Titel: Es blieb nur ein rotes Segel
Autoren: Heinz G. Konsalik
Vom Netzwerk:
Ich bitte Dich, kehre bald an die Riviera zurück. Mache einen weiten Bogen um Rußland. Ich habe Angst um Dich und Deine Sicherheit. Ich sehe Dich noch immer unter dem roten Segel entschwinden …«
    Wortlos reichte Matilda den Brief an Boris weiter, als er in die Garderobe kam. Er las ihn, gab ihn zurück und fragte mit heiserer Stimme:
    »Was nun?«
    »Ich bin eine Russin«, antwortete Matilda fest. »Eine Russin, wie Millionen andere auch. Ich bleibe in St. Petersburg, wie Millionen andere auch. Ich bleibe in St. Petersburg!«

XVI
    Matilda Felixownas Entscheidung schien richtig zu sein, eine Revolution fand nicht statt.
    Aber die Ruhe war trügerisch.
    Immer mehr und immer lauter wurde von den Bolschewiki geredet, einer radikalen Gruppe, die von einem gewissen Lenin geführt wurde, der später im Exil in Zürich saß und von dort aus alles dirigierte.
    Parteitage fanden in Brüssel oder London statt; Aufrufe durch geheimnisvolle Kanäle nach Rußland eingeschmuggelt, riefen das Volk zum Widerstand gegen den herrschenden Adel und die Großgrundbesitzer auf.
    In den Armenvierteln der Städte tauchten immer häufiger Agitatoren auf, selbst bei Familienfeiern wehten rote Fahnen, auf den Märkten standen die Menschen zusammen und hörten gespannt zu, was man ihnen versprach:
    Jeder soll genug zu essen haben. Das Land wird an die Bauern verteilt. Die Reichen werden entmachtet. Die Monarchie wird abgeschafft, es wird eine Volksregierung geben …
    »Eigentlich haben sie recht!« meinte Rosalia Antonowna, die ab und zu noch ihren alten Freund, den Trödler Tichon Benjaminowitsch Minajew besuchte.

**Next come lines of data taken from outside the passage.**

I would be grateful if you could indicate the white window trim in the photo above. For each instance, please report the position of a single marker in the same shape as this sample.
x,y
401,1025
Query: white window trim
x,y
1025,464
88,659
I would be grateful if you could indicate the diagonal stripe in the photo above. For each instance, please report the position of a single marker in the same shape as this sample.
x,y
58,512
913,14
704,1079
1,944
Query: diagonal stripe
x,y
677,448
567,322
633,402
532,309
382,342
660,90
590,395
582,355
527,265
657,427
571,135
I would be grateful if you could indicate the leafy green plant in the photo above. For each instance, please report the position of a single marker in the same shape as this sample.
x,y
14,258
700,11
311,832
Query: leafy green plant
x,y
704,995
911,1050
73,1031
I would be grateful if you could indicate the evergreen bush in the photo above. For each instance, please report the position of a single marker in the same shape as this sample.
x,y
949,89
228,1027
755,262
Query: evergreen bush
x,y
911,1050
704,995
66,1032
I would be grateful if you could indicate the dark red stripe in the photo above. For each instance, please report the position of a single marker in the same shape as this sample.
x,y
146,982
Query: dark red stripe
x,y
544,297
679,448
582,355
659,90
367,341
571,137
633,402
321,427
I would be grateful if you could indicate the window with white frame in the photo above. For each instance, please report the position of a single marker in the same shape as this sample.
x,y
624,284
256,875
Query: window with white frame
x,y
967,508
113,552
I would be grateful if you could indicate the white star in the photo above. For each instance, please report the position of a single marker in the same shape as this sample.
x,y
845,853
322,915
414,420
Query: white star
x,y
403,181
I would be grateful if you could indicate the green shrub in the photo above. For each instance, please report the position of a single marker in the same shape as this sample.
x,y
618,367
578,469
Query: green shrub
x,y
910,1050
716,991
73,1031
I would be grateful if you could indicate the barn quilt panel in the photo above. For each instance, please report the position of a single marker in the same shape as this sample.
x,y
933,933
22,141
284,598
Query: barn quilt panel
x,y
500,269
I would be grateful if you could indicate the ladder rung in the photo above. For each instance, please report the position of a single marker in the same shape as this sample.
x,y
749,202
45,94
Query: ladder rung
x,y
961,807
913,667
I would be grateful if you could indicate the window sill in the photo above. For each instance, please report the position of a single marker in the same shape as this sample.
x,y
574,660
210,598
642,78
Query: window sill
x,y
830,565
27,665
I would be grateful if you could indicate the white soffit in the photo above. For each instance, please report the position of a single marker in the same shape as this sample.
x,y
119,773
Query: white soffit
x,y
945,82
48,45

Die Krasnogarygasse hatte sich nicht verändert, die gleichen Galgenvogelgesichter liefen noch dort herum – allein Minajew war zusammengeschrumpft, saß auf einem Hocker hinter seiner Theke und hustete den ganzen Tag.
    »Ich werde sterben wie meine liebe Frau«, sagte er zu der Bondarewa. »Auch die selige Natalja spuckte Blut und hustete sich die Lunge stückweise heraus. Was soll man tun? Sagt doch der Arzt zu mir, nachdem er mich abgehorcht hat: ›Wie alt bist du, Väterchen?‹ Und ich antworte: ›Genau weiß ich das nicht. Man hat meine Geburt nicht aufgeschrieben, ich war eines Tages da und wurde nicht weiter registriert. Später habe ich mich entschlossen, dem 15. Mai als meinem Geburtstag den Vorzug zu geben. Der Mai ist ein schöner Monat, und genau in der Mitte, das ist ein guter Tag. Und das Jahr? Na, sagen wir, ich bin jetzt sechsundsiebzig Jahre alt, Hochwohlgeboren.‹ Und was sagt der Arzt darauf zu mir? ›Väterchen, das ist ein gutes Alter! Wer wird schon so alt? Da darf man Husten und Blut spucken. Freu dich noch am Leben … aber denke immer an die Ewigkeit!‹ Das war's. Keine Pillen, keine Tropfen, rein gar nichts. So ist die Jugend heute: Du hast lange genug gelebt! Also sitze ich hier und warte, bis ich mich ausgehustet habe …«
    Rosalia brachte ihm daraufhin jede Woche die besten Lebensmittel, gebratenes Fleisch, Sahne und Kuchen. Minajew verschlang alles wie ein Raubtier, wurde dicker und … hustete nicht mehr.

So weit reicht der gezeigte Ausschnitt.